This repository contains several scripts developed to process Twitter data to investigate how soil organic content and health are related.
Two different data sources are used:
-
Data from the Twitter archives
-
Data collected directly from the Twitter API
History of Data:
- Archive Data (purchased) 2017-04-01 to 2017-10-10
- Manual API Data 2017-10-11 to 2019-06-14 NOTE there is missing data during these dates
- Automatic API Data 2019-06-15 to Current
There have been multiple "versions" of data, current code should be run on the latest version (ie. change code and directory names to v3):
- V1 "Merged_data":
- V2 "Merged_v2":
- V3 "Merged_v3": this fixed issue where archive data did not have is_retweet flagged and replaced old retweets where usernames were present within the original tweet text, see: fix_old_retweets.R
- V4 "Merged_v4": this removed duplicates within and between datasets, with cleaner processing on the original purchased dataset. See data_version_check.R for a comparison between data versions 3 and 4
For the archive data:
- Main: raw_data_processing.R:
- read raw twitter datasets from different sources (Json or csv format)

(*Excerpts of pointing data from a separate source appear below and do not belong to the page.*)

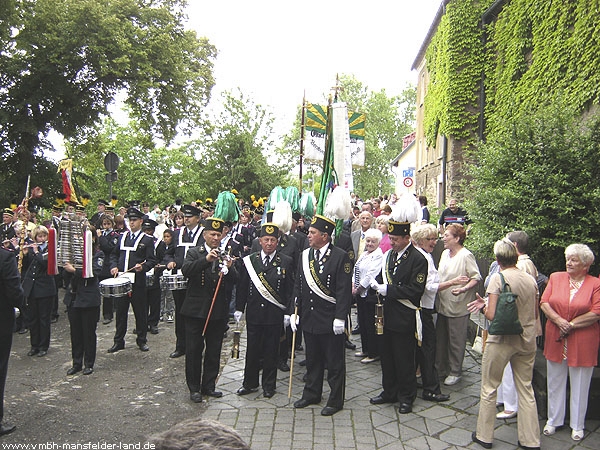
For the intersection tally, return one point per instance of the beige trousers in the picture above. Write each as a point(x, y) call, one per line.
point(495, 358)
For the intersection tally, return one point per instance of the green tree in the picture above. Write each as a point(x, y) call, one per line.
point(64, 62)
point(389, 119)
point(538, 175)
point(239, 151)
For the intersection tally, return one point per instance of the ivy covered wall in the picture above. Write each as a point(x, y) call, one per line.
point(535, 51)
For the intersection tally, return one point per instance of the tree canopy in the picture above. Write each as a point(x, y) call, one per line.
point(63, 62)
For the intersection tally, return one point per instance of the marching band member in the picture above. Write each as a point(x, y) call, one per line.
point(205, 310)
point(265, 293)
point(323, 291)
point(189, 236)
point(135, 252)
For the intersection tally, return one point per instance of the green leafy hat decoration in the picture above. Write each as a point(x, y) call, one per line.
point(227, 208)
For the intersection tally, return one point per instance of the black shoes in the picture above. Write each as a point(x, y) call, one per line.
point(196, 397)
point(115, 348)
point(329, 411)
point(245, 391)
point(302, 403)
point(215, 394)
point(431, 397)
point(476, 440)
point(73, 370)
point(6, 429)
point(380, 400)
point(405, 408)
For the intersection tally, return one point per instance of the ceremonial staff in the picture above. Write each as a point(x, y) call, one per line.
point(293, 352)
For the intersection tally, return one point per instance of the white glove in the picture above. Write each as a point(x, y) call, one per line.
point(382, 289)
point(294, 322)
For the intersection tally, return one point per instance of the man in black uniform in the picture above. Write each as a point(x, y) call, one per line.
point(152, 280)
point(187, 237)
point(323, 291)
point(265, 292)
point(11, 296)
point(7, 231)
point(403, 278)
point(96, 219)
point(204, 267)
point(134, 253)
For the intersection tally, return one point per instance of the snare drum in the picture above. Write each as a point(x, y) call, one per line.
point(175, 282)
point(150, 278)
point(115, 287)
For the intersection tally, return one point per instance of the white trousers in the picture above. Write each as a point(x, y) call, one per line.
point(507, 393)
point(580, 378)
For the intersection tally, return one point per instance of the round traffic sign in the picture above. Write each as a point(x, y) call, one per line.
point(111, 162)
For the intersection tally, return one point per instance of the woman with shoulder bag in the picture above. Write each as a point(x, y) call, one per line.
point(518, 349)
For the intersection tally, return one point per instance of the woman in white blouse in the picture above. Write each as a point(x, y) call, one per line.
point(457, 264)
point(366, 269)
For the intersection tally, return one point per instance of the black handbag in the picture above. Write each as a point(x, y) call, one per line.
point(506, 319)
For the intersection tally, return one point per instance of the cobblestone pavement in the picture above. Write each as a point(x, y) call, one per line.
point(133, 394)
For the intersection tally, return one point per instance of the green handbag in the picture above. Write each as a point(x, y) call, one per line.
point(506, 318)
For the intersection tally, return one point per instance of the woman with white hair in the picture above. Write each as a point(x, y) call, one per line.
point(366, 269)
point(571, 302)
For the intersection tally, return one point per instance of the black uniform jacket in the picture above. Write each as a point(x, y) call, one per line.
point(36, 282)
point(279, 276)
point(143, 254)
point(107, 243)
point(203, 277)
point(408, 275)
point(86, 293)
point(316, 313)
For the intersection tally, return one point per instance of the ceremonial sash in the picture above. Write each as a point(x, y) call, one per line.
point(387, 279)
point(261, 284)
point(186, 245)
point(310, 274)
point(128, 249)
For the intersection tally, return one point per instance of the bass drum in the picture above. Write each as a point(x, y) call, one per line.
point(174, 282)
point(115, 287)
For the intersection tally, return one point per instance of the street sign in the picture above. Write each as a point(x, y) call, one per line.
point(111, 162)
point(111, 177)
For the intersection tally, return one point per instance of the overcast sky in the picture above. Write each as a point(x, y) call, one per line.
point(275, 50)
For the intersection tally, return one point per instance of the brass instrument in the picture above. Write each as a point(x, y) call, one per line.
point(235, 350)
point(379, 317)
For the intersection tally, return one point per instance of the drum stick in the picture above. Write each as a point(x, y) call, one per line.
point(128, 270)
point(212, 303)
point(293, 352)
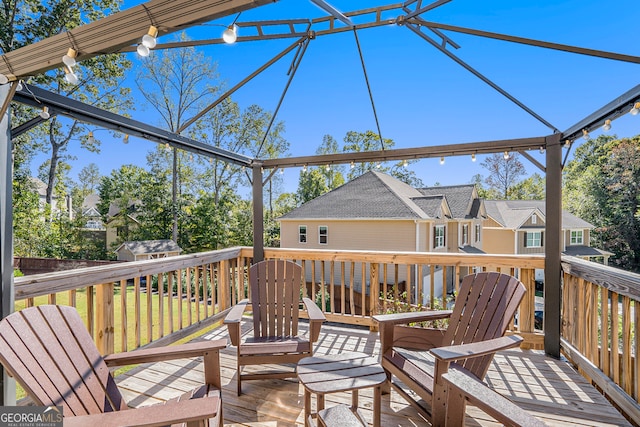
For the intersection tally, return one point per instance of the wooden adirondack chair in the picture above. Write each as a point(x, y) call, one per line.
point(51, 354)
point(275, 300)
point(484, 307)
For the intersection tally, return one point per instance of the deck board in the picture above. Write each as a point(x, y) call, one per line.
point(549, 389)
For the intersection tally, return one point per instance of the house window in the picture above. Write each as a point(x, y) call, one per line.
point(465, 234)
point(323, 234)
point(533, 239)
point(576, 237)
point(438, 236)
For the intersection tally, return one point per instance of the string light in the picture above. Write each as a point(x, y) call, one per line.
point(45, 113)
point(148, 42)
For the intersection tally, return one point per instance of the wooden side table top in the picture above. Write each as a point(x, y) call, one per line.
point(340, 372)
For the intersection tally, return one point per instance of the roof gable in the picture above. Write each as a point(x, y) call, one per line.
point(371, 195)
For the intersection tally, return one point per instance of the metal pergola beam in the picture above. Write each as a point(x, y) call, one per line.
point(486, 147)
point(58, 104)
point(114, 32)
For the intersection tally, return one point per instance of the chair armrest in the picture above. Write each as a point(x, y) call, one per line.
point(411, 317)
point(182, 351)
point(468, 386)
point(476, 349)
point(236, 312)
point(316, 318)
point(151, 416)
point(232, 320)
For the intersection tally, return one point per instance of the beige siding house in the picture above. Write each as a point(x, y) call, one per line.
point(378, 212)
point(518, 227)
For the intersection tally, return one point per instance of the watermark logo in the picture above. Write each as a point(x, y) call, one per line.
point(30, 416)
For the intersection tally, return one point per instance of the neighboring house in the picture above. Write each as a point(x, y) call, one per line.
point(378, 212)
point(147, 249)
point(120, 223)
point(518, 227)
point(90, 212)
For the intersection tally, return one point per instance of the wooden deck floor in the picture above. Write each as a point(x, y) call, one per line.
point(549, 389)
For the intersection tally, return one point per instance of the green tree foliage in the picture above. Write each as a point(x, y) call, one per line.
point(28, 21)
point(602, 186)
point(503, 173)
point(532, 188)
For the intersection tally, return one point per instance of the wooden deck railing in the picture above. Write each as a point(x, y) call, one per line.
point(601, 316)
point(153, 302)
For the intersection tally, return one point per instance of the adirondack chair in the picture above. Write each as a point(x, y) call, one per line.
point(484, 307)
point(275, 301)
point(49, 351)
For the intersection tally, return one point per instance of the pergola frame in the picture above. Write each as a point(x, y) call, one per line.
point(120, 31)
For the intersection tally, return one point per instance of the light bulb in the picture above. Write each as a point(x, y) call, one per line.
point(70, 58)
point(230, 35)
point(70, 76)
point(143, 50)
point(149, 40)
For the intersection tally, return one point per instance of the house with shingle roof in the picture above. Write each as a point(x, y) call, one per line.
point(518, 227)
point(147, 249)
point(378, 212)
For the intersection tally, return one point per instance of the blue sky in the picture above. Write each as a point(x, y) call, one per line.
point(422, 97)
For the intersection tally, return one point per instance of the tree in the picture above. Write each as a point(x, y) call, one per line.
point(602, 186)
point(503, 173)
point(177, 85)
point(532, 188)
point(99, 77)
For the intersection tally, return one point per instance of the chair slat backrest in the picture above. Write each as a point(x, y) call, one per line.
point(275, 297)
point(49, 351)
point(484, 307)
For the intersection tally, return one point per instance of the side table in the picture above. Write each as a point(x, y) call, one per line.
point(340, 372)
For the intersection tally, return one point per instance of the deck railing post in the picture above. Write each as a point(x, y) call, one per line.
point(105, 325)
point(7, 388)
point(553, 228)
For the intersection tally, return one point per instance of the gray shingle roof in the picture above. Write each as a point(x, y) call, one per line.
point(513, 213)
point(371, 195)
point(151, 246)
point(459, 198)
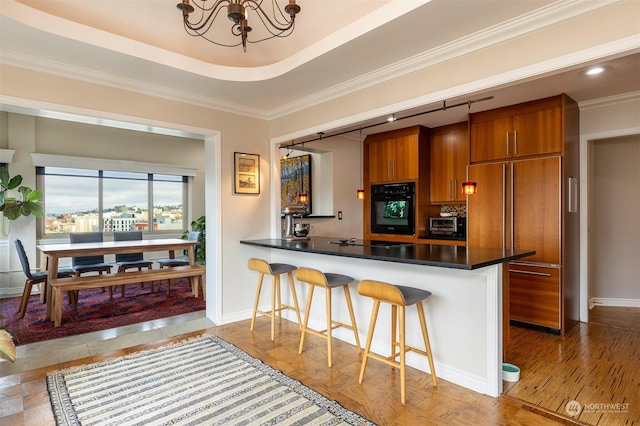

- clean and standardize to enable a merge
- simple analysis of what the data looks like
- to correct parsing errors found in the csv files derived from the API (cell overlap) use fixed_tweet.sh !!! This script needs to be edited from the command line and NOT from R, as it is dealing with hidden characters !!!
For the data collected via Twitter API:
- Main: automate.R
- saves two files:
(1) raw data from Twitter API in .csv format saved in directory /home/shares/soilcarbon/Twitter/API_csv/
(2) writes over previous /home/shares/soilcarbon/Twitter/Merged_v3/ (master files) cleaning and standardizing to enable merge, as well as removing duplicates - runs twice a week collecting the last 6-9 days of twitter data based on query words from tag_list.csv
- saves two files:
-
Inititial data exploration:
- Data_viz_script.R: Data visualization and exploration
- Sentiment_test.R: Used to explore text mining options with Archived/json data. Reproducible for the larger merged dataset.
-
More specific exploration and visualizations can be found in the following folders (see their respective README's for more detailed information about specific analyses):
- various way of visualizing the content of tweets by different categoriestweet_content
- attempts to identify what type of content appeals to different user groups influencers
- each of these ^ rely on the functions within text_analysis_functions.R
translation folder contains scripts for translating hindi using google translate via webinterface
pre_processing folder contains scripts for specific tasks (usually run once).